Dans les jours à venir, les scientifiques du monde entier étudieront le lien entre le changement climatique et cette catastrophe. Des modèles de simulation compareront la probabilité d'un tel événement aujourd'hui et à l'ère pré-industrielle. Dorothy Heinrich rappelle les certitudes : augmentation des vagues de chaleur, recul des glaciers, réduction du permafrost. Ces phénomènes peuvent provoquer des glissements de terrain et des crues soudaines. Mais un lien définitif ne pourra être établi qu'à travers une étude spécifiquement dédiée.
Pendant que les experts débattent, les familles pleurent. Pendant que les modèles tournent, les corps sont cherchés dans la boue. Nous, peuple d'Haïti, connaissons la douleur des catastrophes. Nous savons ce que c'est que de perdre tout, et de se relever. Nous savons que la terre peut être cruelle, mais que la solidarité est plus forte.
Nous appelons à la réparation, non pas comme un mot vide, mais comme un engagement. Réparer les vies brisées, réparer les terres dévastées, réparer un système mondial qui laisse les plus vulnérables face aux caprices d'une nature que nous avons nous-mêmes blessée. Les peuples du Sud, du Népal à Haïti, sont en première ligne. Ils méritent mieux que des promesses. Ils méritent des actes.

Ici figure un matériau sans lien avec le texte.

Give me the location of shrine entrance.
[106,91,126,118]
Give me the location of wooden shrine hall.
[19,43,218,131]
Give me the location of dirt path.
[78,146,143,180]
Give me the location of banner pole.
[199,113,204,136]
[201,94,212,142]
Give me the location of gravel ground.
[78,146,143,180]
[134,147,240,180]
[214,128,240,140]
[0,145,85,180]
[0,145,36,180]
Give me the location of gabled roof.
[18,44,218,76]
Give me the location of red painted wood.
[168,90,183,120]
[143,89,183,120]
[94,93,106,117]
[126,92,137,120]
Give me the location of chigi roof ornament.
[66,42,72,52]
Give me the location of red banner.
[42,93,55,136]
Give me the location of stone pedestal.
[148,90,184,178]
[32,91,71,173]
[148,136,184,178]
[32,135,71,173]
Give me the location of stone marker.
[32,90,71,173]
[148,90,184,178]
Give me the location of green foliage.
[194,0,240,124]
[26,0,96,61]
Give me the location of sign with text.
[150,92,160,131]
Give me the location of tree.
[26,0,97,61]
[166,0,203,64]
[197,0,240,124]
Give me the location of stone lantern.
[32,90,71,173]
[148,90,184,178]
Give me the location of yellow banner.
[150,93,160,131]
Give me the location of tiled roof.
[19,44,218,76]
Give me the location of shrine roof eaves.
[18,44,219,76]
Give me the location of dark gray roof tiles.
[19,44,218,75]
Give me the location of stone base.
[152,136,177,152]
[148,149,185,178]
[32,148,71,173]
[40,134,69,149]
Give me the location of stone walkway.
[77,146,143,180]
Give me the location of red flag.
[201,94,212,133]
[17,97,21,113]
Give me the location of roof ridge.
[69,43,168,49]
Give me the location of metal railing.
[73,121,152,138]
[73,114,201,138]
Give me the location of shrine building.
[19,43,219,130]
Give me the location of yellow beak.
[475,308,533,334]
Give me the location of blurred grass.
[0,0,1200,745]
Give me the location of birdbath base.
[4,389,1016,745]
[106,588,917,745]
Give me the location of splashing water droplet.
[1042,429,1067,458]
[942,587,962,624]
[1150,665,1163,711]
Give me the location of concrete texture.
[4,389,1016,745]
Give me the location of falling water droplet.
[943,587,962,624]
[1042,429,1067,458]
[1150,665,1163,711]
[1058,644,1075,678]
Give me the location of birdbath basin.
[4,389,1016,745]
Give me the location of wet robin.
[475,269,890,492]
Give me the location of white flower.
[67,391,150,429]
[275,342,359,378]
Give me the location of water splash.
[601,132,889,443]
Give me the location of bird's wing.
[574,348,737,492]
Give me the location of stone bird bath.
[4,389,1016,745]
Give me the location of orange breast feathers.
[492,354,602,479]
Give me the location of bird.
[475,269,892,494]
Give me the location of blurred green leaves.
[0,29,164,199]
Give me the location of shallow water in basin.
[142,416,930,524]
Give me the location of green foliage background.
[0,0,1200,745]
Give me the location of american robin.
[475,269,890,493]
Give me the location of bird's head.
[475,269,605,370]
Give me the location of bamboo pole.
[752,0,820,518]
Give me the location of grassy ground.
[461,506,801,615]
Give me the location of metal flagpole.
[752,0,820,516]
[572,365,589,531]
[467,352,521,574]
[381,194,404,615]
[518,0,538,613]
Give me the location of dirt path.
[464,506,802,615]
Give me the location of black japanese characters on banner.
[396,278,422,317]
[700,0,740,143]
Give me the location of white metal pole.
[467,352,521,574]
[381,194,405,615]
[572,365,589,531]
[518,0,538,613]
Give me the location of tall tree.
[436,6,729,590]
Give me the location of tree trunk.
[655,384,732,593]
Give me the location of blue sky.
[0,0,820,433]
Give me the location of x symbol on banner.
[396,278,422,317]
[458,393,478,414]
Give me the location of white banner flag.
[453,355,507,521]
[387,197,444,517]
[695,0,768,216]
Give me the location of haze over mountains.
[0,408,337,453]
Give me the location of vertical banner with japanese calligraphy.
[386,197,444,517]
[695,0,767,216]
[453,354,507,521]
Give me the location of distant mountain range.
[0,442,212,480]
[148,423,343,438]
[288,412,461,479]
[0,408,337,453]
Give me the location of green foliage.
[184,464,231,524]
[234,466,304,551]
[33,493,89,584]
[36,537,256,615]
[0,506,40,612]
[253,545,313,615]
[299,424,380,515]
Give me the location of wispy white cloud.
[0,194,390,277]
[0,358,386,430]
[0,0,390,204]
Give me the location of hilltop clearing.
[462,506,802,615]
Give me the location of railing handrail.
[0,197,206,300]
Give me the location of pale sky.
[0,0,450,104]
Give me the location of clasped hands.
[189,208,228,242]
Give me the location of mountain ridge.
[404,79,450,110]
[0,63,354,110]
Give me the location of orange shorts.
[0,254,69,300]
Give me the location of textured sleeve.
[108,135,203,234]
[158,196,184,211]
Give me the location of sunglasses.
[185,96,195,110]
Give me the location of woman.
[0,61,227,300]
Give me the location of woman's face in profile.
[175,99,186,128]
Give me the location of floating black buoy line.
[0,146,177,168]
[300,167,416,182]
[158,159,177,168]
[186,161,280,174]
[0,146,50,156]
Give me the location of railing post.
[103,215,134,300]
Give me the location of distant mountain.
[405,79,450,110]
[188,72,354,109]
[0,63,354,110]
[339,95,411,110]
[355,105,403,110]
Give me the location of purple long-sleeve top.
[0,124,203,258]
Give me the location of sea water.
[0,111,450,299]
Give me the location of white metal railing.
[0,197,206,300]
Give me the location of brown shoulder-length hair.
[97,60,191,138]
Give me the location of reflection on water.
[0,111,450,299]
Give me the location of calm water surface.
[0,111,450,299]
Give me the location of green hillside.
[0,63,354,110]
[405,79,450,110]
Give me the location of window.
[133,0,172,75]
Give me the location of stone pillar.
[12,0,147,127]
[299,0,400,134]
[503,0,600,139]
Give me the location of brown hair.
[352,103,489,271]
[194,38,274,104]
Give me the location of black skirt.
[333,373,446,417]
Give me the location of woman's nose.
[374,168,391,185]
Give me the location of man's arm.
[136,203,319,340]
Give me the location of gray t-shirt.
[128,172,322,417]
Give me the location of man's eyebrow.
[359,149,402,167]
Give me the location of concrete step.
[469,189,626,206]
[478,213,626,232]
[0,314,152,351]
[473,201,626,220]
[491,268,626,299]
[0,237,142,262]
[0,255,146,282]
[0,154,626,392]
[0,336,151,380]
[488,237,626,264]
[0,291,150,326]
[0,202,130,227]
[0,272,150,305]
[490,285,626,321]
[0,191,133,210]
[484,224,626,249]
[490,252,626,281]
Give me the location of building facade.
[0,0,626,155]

La jeunesse népalaise, comme la nôtre, se lèvera. Elle reconstruira. Elle inventera des solutions. Elle refusera de courber l'échine. Car si courir n'aide pas face à la crue, se tenir debout, ensemble, aide à affronter l'avenir.
À nos frères et sœurs du Népal, nous envoyons notre force. Nous envoyons notre compassion. Et nous exigeons que le monde ne détourne pas le regard. La terre gronde, mais la solidarité se lève. Toujours.